OLAP (Online AnaLytical Processing) is a concept for conducting swift multidimensional analysis of data (MDA), enabling the examination of data from multiple dimensions. This allows for complex calculations, trend analyses, and sophisticated data modelling.
It's important to clarify that OLAP is not a technology, nor a language (unlike SQL or Java). OLAP is a concept / method for organizing data in a certain structure to facilitate multidimensional analysis. The term “OLAP tool” refers to platforms, such as icCube and Microsoft Analysis Services (SSAS), that provide the necessary infrastructure for building OLAP data structures.
Why use Olap?
The core features of OLAP are :
Multidimensional: transforms complex data into structural and intuitive business concepts, making it easier to analyse data across various dimensions (e.g., time, geography, product).
- Analysis: data aggregation such as sum, minimum, maximum, average, vector and more. Supports advanced analytics such as statistical methods, regressions, algorithms, etc.
- Fast Query Performance: Optimised for reading and analyzing multidimensional data.
- Ad-hoc Analysis: Users can conduct spontaneous, on-the-fly queries to explore data without needing pre-defined reports or dashboards.
Schema or Model
Before doing OLAP analysis on your data, you first create a model or schema from your data sources or data warehouse. The most common data sources are SQL databases, though they can be data coming from any source (e.g., flat files, IoT, Google Analytics). The goal is to transform the data from technical nomenclature into domain-specific terms that a business user can easily use aka a Semantic Layer.
Dimensions are a categorisation of your data. Typical dimensions are country, people, age, product, color. Dimensions can be hierarchical, like in a time dimension with years, quarters and days, or in a geography dimension with continent, region, country and city.
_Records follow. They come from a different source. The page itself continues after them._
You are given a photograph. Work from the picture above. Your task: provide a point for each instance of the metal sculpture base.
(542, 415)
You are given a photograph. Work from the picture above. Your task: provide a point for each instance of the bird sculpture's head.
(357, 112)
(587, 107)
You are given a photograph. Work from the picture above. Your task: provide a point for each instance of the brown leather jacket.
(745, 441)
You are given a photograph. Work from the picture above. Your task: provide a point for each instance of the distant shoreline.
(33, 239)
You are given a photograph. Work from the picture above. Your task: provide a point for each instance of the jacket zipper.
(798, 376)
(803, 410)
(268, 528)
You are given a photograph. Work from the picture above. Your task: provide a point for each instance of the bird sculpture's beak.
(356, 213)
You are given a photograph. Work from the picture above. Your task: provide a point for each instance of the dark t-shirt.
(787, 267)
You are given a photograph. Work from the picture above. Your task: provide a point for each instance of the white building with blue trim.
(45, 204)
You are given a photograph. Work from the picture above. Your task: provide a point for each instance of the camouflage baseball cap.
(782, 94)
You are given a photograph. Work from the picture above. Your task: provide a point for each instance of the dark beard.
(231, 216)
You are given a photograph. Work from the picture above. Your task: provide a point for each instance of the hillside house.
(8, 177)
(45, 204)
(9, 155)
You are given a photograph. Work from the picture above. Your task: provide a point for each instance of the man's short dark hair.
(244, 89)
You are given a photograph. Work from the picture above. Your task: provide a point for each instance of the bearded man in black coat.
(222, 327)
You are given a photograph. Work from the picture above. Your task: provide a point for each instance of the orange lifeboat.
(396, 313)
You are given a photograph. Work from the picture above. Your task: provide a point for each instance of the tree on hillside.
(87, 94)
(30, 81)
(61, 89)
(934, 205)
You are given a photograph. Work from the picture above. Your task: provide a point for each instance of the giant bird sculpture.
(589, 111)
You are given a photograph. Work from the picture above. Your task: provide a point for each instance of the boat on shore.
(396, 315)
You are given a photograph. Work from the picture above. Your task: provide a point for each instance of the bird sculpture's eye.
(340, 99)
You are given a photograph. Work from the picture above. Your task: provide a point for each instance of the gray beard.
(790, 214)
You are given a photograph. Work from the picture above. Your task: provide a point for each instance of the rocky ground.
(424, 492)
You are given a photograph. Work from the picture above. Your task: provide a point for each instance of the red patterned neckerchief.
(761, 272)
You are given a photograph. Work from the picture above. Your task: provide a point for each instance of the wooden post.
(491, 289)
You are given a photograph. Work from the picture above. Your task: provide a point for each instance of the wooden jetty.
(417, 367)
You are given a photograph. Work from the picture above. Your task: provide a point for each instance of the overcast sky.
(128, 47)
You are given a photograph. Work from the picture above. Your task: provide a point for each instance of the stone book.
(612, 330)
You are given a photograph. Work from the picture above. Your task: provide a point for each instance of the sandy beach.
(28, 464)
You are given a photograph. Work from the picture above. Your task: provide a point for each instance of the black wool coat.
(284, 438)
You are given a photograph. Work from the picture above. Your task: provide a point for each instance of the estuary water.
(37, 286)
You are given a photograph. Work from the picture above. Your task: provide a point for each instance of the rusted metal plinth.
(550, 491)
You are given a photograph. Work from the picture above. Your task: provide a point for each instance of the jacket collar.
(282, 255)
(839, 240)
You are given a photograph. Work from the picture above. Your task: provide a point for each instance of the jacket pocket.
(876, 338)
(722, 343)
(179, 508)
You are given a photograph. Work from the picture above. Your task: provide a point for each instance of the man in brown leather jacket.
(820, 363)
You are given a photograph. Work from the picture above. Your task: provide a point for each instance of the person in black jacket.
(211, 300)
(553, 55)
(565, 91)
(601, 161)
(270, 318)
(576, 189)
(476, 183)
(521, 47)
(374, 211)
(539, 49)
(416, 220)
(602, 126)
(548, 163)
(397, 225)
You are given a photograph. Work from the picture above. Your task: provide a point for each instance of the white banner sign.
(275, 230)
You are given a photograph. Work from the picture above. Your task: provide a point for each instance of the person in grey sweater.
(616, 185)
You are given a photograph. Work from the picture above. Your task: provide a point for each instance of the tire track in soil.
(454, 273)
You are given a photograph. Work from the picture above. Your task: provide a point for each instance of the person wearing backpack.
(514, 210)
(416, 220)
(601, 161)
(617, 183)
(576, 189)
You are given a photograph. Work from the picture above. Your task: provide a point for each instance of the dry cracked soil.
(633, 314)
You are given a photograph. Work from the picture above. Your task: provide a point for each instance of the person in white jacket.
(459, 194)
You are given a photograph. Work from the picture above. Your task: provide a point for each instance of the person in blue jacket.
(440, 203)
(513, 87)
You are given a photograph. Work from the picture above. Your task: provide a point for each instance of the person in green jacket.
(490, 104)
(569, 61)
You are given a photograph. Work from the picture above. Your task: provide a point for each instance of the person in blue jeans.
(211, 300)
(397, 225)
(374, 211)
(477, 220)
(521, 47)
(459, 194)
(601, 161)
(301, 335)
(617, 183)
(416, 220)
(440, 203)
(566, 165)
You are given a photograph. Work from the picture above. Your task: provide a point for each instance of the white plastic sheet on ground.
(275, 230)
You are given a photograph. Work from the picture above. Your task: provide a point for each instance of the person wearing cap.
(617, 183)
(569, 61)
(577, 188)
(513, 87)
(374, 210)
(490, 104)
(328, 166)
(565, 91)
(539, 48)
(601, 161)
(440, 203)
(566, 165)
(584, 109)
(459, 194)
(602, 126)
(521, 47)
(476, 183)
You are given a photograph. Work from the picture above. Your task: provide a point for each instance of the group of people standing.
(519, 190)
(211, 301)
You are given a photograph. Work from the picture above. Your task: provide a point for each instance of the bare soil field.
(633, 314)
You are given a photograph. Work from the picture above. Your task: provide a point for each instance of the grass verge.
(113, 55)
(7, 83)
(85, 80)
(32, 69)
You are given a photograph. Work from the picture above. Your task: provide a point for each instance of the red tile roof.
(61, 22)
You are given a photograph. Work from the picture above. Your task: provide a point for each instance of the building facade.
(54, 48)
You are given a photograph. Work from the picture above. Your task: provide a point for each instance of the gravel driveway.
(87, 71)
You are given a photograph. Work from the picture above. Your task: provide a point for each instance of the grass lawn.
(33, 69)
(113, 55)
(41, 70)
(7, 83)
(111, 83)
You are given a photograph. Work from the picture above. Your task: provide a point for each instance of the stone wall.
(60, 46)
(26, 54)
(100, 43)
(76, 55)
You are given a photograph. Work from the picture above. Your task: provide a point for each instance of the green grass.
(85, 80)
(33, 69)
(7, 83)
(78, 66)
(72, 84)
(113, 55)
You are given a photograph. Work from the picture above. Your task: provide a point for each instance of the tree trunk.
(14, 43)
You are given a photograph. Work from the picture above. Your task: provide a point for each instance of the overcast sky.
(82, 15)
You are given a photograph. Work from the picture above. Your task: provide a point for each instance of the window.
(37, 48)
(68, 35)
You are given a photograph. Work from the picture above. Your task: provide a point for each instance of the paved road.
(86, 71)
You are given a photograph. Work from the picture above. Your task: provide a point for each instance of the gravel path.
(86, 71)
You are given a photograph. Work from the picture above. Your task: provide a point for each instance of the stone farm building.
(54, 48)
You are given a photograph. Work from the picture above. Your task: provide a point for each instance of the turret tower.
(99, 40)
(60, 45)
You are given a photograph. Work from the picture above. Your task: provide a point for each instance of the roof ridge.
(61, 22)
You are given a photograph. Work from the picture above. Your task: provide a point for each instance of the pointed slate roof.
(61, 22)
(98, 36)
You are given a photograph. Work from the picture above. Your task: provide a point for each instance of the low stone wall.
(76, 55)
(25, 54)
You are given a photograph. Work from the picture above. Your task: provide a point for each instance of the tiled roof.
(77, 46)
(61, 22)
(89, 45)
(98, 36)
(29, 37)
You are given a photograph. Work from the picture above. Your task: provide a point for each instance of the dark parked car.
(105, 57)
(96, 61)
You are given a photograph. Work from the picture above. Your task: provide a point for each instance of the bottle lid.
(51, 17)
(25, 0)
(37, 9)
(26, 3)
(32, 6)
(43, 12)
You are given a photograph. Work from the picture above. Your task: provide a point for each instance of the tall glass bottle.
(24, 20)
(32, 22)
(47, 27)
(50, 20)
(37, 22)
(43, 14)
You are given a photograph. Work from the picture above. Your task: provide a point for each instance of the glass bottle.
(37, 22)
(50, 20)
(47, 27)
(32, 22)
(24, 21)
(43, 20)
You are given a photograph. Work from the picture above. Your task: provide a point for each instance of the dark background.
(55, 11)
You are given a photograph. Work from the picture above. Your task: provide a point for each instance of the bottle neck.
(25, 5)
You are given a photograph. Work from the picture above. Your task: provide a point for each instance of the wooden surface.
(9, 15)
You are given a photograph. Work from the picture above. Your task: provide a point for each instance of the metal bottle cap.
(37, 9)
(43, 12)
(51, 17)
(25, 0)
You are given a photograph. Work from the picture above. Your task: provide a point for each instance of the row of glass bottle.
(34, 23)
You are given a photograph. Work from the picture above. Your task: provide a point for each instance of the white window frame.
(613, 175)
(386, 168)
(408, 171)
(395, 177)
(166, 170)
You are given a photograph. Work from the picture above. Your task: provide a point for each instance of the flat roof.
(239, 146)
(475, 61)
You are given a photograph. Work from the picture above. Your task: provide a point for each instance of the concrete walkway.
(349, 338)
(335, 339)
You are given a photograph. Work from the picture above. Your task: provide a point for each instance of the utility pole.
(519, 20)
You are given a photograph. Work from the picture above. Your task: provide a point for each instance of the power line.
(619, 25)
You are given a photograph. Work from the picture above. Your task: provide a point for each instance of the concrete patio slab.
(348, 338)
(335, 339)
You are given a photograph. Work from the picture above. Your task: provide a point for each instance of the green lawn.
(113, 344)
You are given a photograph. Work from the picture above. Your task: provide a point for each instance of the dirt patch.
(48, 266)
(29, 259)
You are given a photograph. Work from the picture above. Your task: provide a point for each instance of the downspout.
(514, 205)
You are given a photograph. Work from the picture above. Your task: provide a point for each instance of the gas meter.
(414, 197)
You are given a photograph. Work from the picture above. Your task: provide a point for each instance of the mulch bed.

Measures are metrics, that can be aggregated as sum, minimum, maximum, average (e.g., sales amount, temperatures).
Once the schema is defined, users can now start querying the data. Drag and drop dimensions and measures to generate information, such as a table with continent, year, and sales amount. This is called dicing (choose specific values of multiple dimensions to create a sub-cube):
The ability to show aggregated information in each cell is known as rollup. Although thousands of sales may occur in Africa in 2018, only the summarised, or aggregated, information is displayed.
Filtering the above table, e.g. for a given product, is called slicing (choose a single value for one dimension to create a sub-cube).
Drilldown, the opposite of rollup, allows for going into the details of a continent or a year, taking advantage of the hierarchical structure of the dimension. The end result will look like :
Rollup and Drilldown, along with dicing and slicing, form the basis of OLAP interactions.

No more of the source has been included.